Verify the signature before pinning in production:
```bash
cosign verify \
--certificate-identity-regexp 'https://github.com/ericmey/musubi/.*' \
--certificate-oidc-issuer https://token.actions.githubusercontent.com \
ghcr.io/ericmey/musubi-core@sha256:
```
## Repository layout
```
src/musubi/ importable package
types/ shared pydantic types — the schema is the contract
store/ Qdrant layout, collection names, vector specs
embedding/ TEI client + Embedder protocol + FakeEmbedder
planes/ episodic / concept / curated / artifact / thoughts
retrieve/ scoring, hybrid search, fast/deep paths
lifecycle/ maturation / synthesis / promotion / demotion / reflection / runner
llm/ Ollama client + frozen prompt files (per-name versioned)
api/ FastAPI app, OpenAPI, /v1/* routes
sdk/ Python client
adapters/ MCP, LiveKit, OpenClaw (SDK + types only)
vault/ Obsidian watcher + writer + write-log
observability/ structured logging + Prometheus metrics
tests/ mirrors src/musubi/ path-for-path
docs/Musubi/ the architecture vault (Obsidian) — source of truth for design
deploy/ ansible, prometheus, grafana, docker-compose templates
```
## Status
**v1.0 — released.** The API shape is sealed, agent-as-tenant namespace model is in ([ADR 0030](docs/Musubi/13-decisions/0030-agent-as-tenant.md)), both downstream integrations (openclaw-livekit, openclaw-musubi plugin) are on the canonical API, and the release chain from conventional commit through pinned-digest PR is fully hands-off.
In v1.0:
- ✅ Three-plane memory (episodic / curated / concept) + artifacts + thoughts, per-plane collections, KSUID-addressed rows
- ✅ All five lifecycle sweeps (maturation, synthesis, promotion, demotion, reflection) running on cron, SQLite-journaled, with a hard three-strikes rejection cap on promotion
- ✅ Hybrid retrieval — dense BGE-M3 + sparse SPLADE + BGE-reranker + 2-segment cross-plane fanout in one call
- ✅ Full HTTP surface (gRPC partial; lives behind the runtime flag `MUSUBI_GRPC`, default off)
- ✅ Plane-aligned endpoint paths: `/v1/episodic`, `/v1/curated`, `/v1/concepts`, `/v1/artifacts`
- ✅ Agent-as-tenant namespace model: `//` ([ADR 0030](docs/Musubi/13-decisions/0030-agent-as-tenant.md))

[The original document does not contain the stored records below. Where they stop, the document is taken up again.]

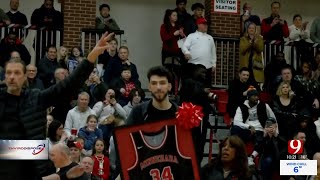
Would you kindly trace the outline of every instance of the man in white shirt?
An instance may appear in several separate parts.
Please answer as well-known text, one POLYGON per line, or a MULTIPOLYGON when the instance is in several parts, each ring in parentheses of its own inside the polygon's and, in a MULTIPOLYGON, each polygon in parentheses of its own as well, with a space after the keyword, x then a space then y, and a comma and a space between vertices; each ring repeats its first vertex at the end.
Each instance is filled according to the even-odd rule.
POLYGON ((202 64, 207 68, 206 82, 211 86, 217 62, 216 46, 212 36, 207 34, 207 20, 198 18, 197 25, 197 31, 188 35, 181 50, 188 63, 202 64))
POLYGON ((68 137, 71 136, 71 129, 77 129, 84 127, 87 122, 89 115, 95 112, 88 106, 89 104, 89 94, 86 92, 81 92, 78 95, 77 106, 71 109, 67 114, 67 119, 64 125, 65 132, 68 137))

- ✅ `Last-Event-ID` replay on `/v1/thoughts/stream` — reconnect without losing thoughts
- ✅ MCP + LiveKit + OpenClaw adapters (external repos), static-bearer auth model with per-agent token support
- ✅ Supply-chain: cosign + SBOM + Trivy on every published image
- ✅ Fully automated release chain — conventional commit → release PR auto-merges → tag → signed image → digest pin PR auto-merges. Operator runs `ansible-playbook update.yml` from the control host and that is the only human step.
- ✅ Operator tooling: `musubi promote force|reject` CLI, vault large-file skip-with-warning, rate-limited vault watcher
Post-v1.0:
- ⏳ Fleet orchestration — single-node today; multi-node HA is a post-1.0 design space and will need its own ADR
- ⏳ Auto-deploy pipeline (image publish is automated; host rollout is still operator-driven via ansible)

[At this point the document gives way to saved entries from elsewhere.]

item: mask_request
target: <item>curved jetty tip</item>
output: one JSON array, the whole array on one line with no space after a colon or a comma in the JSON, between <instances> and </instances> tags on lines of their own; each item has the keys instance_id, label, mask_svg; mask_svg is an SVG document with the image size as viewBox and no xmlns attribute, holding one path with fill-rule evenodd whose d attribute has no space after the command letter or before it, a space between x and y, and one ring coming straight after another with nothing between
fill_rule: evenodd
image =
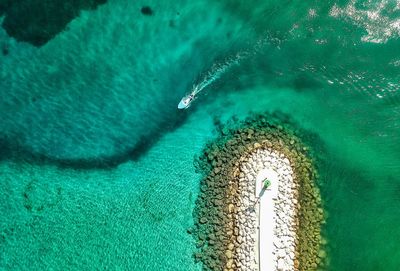
<instances>
[{"instance_id":1,"label":"curved jetty tip","mask_svg":"<svg viewBox=\"0 0 400 271\"><path fill-rule=\"evenodd\" d=\"M323 210L306 146L265 115L233 125L197 160L205 177L193 213L195 260L204 270L324 266Z\"/></svg>"}]
</instances>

- ⏳ gRPC transport ADR ([#98](https://github.com/ericmey/musubi/issues/98)) — priority-low, not a 1.0 blocker
- ⏳ Vault-wide sweep to update illustrative `eric/...` examples to agent-as-tenant (normative specs already flipped; docs carry a banner pointing at [ADR 0030](docs/Musubi/13-decisions/0030-agent-as-tenant.md))

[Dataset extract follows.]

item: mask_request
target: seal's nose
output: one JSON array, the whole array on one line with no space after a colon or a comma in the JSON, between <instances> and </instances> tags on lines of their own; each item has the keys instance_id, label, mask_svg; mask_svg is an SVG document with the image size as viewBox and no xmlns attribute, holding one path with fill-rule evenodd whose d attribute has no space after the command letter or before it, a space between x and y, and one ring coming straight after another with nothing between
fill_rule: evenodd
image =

Roadmap detail lives in [`docs/Musubi/12-roadmap/`](docs/Musubi/12-roadmap/).
## Contributing
This is a personal project that's been opened up for others to follow along, fork, and riff on. Contributions are welcome but the bar is: opened issue → discussion → PR. See [CONTRIBUTING.md](CONTRIBUTING.md) for the workflow and conventions.
The internal design is captured in an Obsidian-style vault at [`docs/Musubi/`](docs/Musubi/). It's readable as-is on GitHub but renders best in Obsidian. Every architectural decision has an ADR; every working module has a `slice` spec with a Test Contract.
## Security
If you find a vulnerability, please don't open a public issue. See [SECURITY.md](SECURITY.md) for the disclosure process.
## License
[Apache 2.0](LICENSE) © 2025–2026 Eric Mey.